Monday, July 18, 2016

WHEN EVEN THE UNDERTAKER IS SORRY

Mark Twain was once asked for his philosophy of life. His response is very enlightening: “Endeavor to live that when we come to die, even the undertaker will be sorry.” Twain opines that we should live in such a way that even if the only person who will financially profit from our death is the one who is being paid to lay us into the ground is sorry about our demise.

Will everyone miss us when we die? Even more, will anyone miss us when we die? We certainly hope some will even as we know not everyone will. We cannot touch the life of every person but we certainly can touch the lives of a few. We hope that these few will be sad when we pass on. Whether or not any one is is up to us. It depends on how we live our life.

Our goal in life is not simply to live so that people will mourn us when we are gone. We really won’t care because we will be dead. We won’t have an extra feel-good experience in death because the lines at our visitation are long and the eulogies are filled with words singing our praises. God will not be giving us an extra pat in the back either.

Twain’s observation begs the question: What kind of life must we lead that people will truly miss us, miss our presence among them, when we die, when we can no longer be a physical part of their lives? Does it mean that we have to be an integral part of their lives in the present? Does it mean that they will be less of a person because we are no longer around to fill what is missing in their lives? What does it mean?

To find the answer what we need to do is think about the people in our present lives whose death will truly cause much sorrow in our lives. What is it about them, about their lives, about who they are and what they do that is so vital and meaningful and important to us right here and now? What are those qualities that make our life better and will somehow be less once they are gone?

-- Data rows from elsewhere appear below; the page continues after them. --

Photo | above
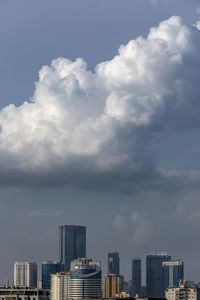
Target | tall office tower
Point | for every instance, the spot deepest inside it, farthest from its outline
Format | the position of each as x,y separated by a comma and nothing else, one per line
183,292
113,263
23,293
72,244
136,276
25,274
154,273
85,279
173,273
112,285
48,268
60,286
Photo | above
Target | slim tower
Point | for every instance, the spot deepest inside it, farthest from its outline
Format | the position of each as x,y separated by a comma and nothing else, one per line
136,276
154,273
72,244
113,263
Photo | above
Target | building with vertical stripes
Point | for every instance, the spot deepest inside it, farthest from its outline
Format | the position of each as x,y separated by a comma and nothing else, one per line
85,279
173,273
60,286
112,285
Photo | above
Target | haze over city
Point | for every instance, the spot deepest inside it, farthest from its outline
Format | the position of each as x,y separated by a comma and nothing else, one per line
99,126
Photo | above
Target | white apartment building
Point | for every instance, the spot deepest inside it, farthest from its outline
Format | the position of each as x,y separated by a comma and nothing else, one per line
17,293
25,274
183,292
60,286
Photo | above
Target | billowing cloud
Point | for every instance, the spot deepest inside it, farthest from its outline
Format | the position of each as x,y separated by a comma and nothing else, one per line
93,128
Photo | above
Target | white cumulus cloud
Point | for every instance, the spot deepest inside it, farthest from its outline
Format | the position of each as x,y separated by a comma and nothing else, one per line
80,122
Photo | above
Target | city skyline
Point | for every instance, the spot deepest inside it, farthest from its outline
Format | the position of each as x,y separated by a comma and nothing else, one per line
99,125
160,261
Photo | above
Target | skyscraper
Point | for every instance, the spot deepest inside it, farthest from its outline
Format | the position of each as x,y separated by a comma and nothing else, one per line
72,244
60,286
136,276
85,279
183,292
25,274
173,273
154,273
48,268
111,285
113,263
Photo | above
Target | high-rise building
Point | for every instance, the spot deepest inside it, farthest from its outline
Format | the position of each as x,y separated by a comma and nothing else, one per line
25,274
113,263
50,267
85,279
72,244
23,293
173,273
136,277
112,285
60,286
182,292
154,273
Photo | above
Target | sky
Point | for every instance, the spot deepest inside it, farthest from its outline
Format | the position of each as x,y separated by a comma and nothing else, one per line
99,126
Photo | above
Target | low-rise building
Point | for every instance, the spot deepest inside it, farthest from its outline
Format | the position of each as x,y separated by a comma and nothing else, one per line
183,292
23,293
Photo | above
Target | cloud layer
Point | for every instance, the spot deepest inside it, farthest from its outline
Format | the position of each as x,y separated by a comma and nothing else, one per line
91,128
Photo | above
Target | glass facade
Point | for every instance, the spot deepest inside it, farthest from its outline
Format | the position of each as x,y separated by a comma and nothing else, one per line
85,280
136,277
72,244
172,272
49,268
113,263
154,275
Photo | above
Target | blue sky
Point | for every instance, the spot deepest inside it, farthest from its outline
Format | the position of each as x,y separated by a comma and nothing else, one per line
114,145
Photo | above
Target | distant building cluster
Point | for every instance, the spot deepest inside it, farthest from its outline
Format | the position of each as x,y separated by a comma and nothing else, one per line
74,276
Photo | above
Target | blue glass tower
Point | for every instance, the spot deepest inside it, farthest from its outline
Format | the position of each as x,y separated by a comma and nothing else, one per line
113,263
172,272
72,244
85,279
154,273
136,276
48,268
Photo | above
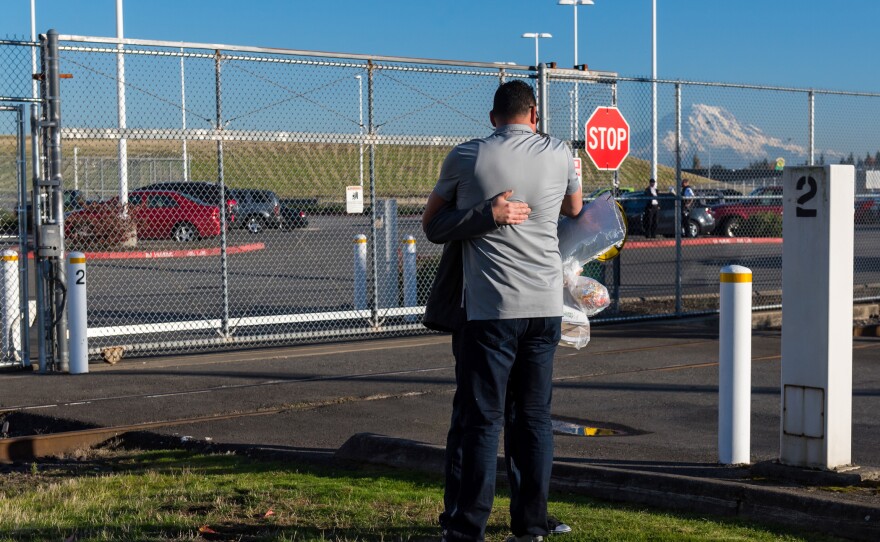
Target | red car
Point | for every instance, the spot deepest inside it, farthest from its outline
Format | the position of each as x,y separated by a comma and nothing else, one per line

Once we can answer that question, then we have to look at our own life and try to discern what there may be about us that others find important to them. We all like to think, certainly believe, that we are valuable, that we have gifts and talents that are beneficial to others just as those others have gifts and talents that are beneficial to us. And we do have them. That is a certainty.

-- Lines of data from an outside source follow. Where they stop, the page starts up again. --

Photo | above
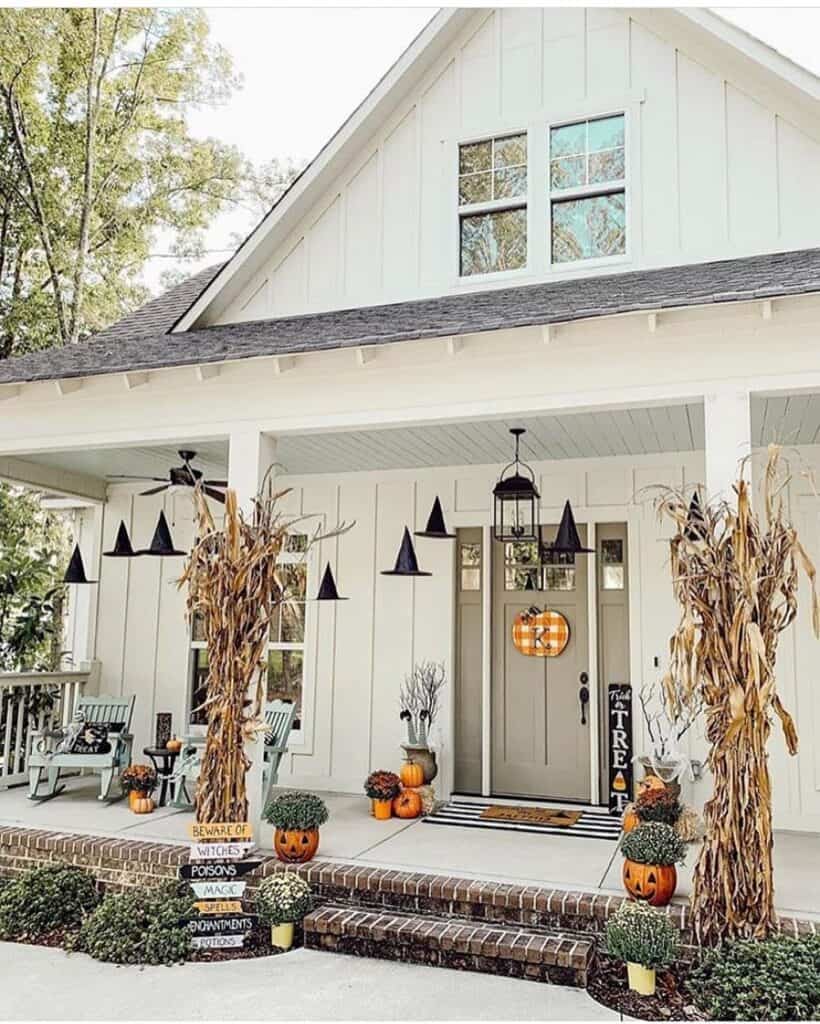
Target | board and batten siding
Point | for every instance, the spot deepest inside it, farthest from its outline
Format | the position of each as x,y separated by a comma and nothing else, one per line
713,170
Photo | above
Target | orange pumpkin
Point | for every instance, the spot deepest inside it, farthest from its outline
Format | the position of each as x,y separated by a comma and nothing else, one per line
654,884
407,804
412,775
295,846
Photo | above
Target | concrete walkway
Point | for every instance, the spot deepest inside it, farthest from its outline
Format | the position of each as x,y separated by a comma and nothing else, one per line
37,983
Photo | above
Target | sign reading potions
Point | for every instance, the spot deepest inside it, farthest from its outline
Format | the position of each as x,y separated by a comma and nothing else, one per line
620,771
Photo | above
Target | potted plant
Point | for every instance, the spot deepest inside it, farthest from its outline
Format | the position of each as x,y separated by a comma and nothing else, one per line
644,939
296,818
420,699
139,781
383,787
651,851
282,901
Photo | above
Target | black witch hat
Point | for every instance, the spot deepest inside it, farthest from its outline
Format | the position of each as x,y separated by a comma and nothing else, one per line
162,544
406,562
567,541
328,591
435,527
122,546
76,570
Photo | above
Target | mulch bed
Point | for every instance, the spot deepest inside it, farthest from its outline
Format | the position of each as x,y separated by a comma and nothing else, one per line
608,985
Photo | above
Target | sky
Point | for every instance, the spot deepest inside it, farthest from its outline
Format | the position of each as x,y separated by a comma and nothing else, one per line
305,70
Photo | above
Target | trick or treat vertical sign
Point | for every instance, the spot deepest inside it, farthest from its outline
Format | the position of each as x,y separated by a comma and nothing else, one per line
619,747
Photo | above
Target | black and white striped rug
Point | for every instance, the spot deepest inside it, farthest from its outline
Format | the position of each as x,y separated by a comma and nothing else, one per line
595,822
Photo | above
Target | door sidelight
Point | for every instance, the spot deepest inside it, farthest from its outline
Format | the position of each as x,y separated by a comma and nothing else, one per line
584,695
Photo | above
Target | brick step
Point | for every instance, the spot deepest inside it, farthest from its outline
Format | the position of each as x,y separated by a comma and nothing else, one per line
503,949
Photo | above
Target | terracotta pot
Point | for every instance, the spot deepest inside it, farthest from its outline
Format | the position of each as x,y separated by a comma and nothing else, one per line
654,884
296,846
383,809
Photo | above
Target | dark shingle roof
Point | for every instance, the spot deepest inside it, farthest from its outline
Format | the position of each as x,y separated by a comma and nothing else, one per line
141,341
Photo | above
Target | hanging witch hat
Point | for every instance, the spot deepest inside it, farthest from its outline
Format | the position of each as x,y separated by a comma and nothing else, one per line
162,544
122,546
76,570
567,541
328,591
435,527
406,562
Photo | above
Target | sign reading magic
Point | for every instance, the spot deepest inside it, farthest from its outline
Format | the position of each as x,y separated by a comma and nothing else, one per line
620,772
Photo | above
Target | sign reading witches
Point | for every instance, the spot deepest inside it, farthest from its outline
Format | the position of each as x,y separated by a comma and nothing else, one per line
620,774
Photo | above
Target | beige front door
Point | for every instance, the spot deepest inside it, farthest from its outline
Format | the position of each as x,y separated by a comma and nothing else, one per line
541,744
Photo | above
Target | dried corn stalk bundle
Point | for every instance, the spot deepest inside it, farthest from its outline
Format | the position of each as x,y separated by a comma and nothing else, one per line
234,585
735,577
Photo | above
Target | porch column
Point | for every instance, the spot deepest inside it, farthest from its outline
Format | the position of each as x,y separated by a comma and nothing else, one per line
728,433
251,454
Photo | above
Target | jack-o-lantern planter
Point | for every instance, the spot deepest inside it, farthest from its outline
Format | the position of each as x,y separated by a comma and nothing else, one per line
296,818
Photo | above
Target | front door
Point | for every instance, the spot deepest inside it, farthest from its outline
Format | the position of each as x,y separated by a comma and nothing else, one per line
541,744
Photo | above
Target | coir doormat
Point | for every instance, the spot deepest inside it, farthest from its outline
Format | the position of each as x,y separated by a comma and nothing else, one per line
531,815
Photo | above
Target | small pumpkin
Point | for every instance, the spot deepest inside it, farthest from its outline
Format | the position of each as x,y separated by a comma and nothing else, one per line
296,846
412,775
407,804
654,884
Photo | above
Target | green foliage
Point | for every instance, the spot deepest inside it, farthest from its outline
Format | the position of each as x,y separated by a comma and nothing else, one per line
296,810
639,934
138,927
777,979
46,899
283,898
653,843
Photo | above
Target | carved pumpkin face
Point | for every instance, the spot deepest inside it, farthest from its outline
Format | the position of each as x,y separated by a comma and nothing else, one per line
653,883
296,846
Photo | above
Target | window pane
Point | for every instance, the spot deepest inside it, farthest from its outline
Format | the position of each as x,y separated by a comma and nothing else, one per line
588,227
475,187
475,157
493,242
512,151
606,133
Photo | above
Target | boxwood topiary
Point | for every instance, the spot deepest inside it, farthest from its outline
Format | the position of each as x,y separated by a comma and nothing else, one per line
138,927
54,897
776,979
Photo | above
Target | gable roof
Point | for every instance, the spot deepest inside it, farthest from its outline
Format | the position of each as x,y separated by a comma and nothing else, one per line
143,346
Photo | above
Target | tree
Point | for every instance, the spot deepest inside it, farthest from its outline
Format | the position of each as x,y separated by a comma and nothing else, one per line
95,158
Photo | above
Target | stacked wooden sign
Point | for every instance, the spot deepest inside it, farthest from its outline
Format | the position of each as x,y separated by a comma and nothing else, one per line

The issue then becomes even more personal when we are forced to ask ourselves whether or not we are using those gifts to the best of our ability, not so that others will be sorry when we die but because that is what we are supposed to do in the first place. That is the real issue at hand. For the truth is that when we use our gifts as best we can, we impact the lives of others just as those who use their gifts well impact our lives. We are sorry when they die, but thankful that they have been a part of our lives – and vice versa.

1 comment:

rondo said...

That is a mental excercise for me! I mean it is not easy to wrap your mind around what it is exactly I will miss about individuals in my life!!